Marcus Stein arbeitet seit 14 Jahren als Lehrer in Seoul und wünscht sich mehr Zugang zu deutschsprachigen Medien wie Fernsehen oder Radio. Seine Studenten hätten kein klares Bild von den Deutschen, sagt Stein. Viele wählten Deutsch als Fach auch nur, um an eine gute Uni zu kommen. In dem "exotischen" Fach gibt es oft noch freie Plätze an der gewünschten Hochschule. In Korea zählt für die berufliche Zukunft weniger das Fach, das man belegt hat, als vielmehr der Ruf der Universität, an der man studiert hat. Das mache es manchmal schwierig, die Schüler für die deutsche Sprache zu begeistern, meint Stein. Außerdem gäbe es viele Stereotypen wie Bier, Würstchen oder teure Automarken, mit denen die Deutschen in Verbindung gebracht würden. "Jemand, der Deutsch in Südkorea lernt, hat kaum eine Möglichkeit, die Sprache zu üben oder Deutsche zu treffen." Das Problem habe sich zwar in den letzten Jahren durch mehr deutsche Austauschstudenten verbessert, bleibe aber immer noch ein Thema, meint er.

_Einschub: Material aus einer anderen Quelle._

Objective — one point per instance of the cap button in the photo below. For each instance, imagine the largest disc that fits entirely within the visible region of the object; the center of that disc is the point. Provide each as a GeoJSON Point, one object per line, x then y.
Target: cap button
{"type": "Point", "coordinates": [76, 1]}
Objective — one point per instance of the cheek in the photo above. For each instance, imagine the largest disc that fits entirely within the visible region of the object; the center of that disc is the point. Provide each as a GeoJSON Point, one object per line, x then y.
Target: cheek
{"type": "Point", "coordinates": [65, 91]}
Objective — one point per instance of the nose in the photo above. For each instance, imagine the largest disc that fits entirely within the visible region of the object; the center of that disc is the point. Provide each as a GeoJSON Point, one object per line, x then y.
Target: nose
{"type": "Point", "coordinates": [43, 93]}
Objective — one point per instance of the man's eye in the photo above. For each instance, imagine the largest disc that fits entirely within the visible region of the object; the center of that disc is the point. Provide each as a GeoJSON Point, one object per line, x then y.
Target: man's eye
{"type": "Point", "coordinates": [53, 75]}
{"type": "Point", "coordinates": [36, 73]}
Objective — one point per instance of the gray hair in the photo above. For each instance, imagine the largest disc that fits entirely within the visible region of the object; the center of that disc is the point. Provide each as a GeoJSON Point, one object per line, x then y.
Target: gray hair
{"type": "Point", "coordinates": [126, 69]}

Stereotypen lassen sich schwer ändern

Auch Norma Wucherpfennig kämpft im Unterricht gegen Klischees. Viele von ihren Studenten lernen Deutsch, weil sie sich beruflich bessere Chancen erhoffen und von Deutschland beeindruckt sind. Sie meinen, in Deutschland sei alles viel besser organisiert als in Brasilien, erzählt Norma Wucherpfennig. Die Studenten wüssten kaum etwas von den sozialen Problemen in Deutschland, wie etwa Arbeitslosigkeit oder Schwierigkeiten für Migranten. "Ich versuche ein realistischeres Bild zu kreieren. Natürlich ohne Deutschland dabei schlecht zu reden."

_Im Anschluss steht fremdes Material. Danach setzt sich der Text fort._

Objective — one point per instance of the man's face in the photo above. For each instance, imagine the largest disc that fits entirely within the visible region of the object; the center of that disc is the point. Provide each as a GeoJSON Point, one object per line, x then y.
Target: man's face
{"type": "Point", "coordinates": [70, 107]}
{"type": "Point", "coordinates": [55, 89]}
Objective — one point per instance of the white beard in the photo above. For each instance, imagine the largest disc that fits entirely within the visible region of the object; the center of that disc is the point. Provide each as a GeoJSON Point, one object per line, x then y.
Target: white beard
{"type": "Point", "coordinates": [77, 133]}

Teilnehmer des DAAD-Ortslektorentreffens (Foto: DW / André Leslie)
Bonn: Treffen der OrtslektorenBild: DW / André Leslie

Norma Wucherpfennig ist mit 31 Jahren eine der jüngsten Autorinnen, die ihre Erfahrungen in dem kleinen DAAD-Buch beschreiben. Sie arbeitet schon lange als Dozentin an der "Universidade Estadual de Campinas" im Bundesstaat São Paulo. In den großen brasilianischen Städten gibt es viele deutsche Firmen, deshalb sind ihre Studenten motiviert, die Sprache zu lernen. Bei Austauschaufenthalten an einer deutschen Uni tun sie sich allerdings oft schwer. Das läge vor allem an den anderen Unterrichtsmethoden an den deutschen Universitäten, sagt Norma Wucherpfennig. Dinge wie selbstständiges Lernen versucht sie deshalb an ihrer Universität zu üben. "Die Studierenden sagen mir dann, dass die Herangehensweise, die wir im Unterricht benutzten, hilfreich für das Lernen in Deutschland gewesen sei."

Ein Land mit seiner Kultur, seiner Sprache und auch mit seinen Unterrichtsmethoden zu vermitteln, das ist das Ziel aller Lektoren. Das Buch "In der Ferne zuhause, die Heimat im Blick" gibt einen ehrlichen Einblick in den Alltag von Deutschlehrern, die im Ausland stationiert sind. Außerdem zeigt es, vor welchen Herausforderungen Deutsch als Sprache im Zeitalter von Globalisierung und Englisch als Weltsprache steht. Dabei hofft der DAAD, dass die Studenten, die sich für Deutsch als Fremdsprache entscheiden, letztendlich Botschafter für die deutsche Kultur im eigenen Land werden.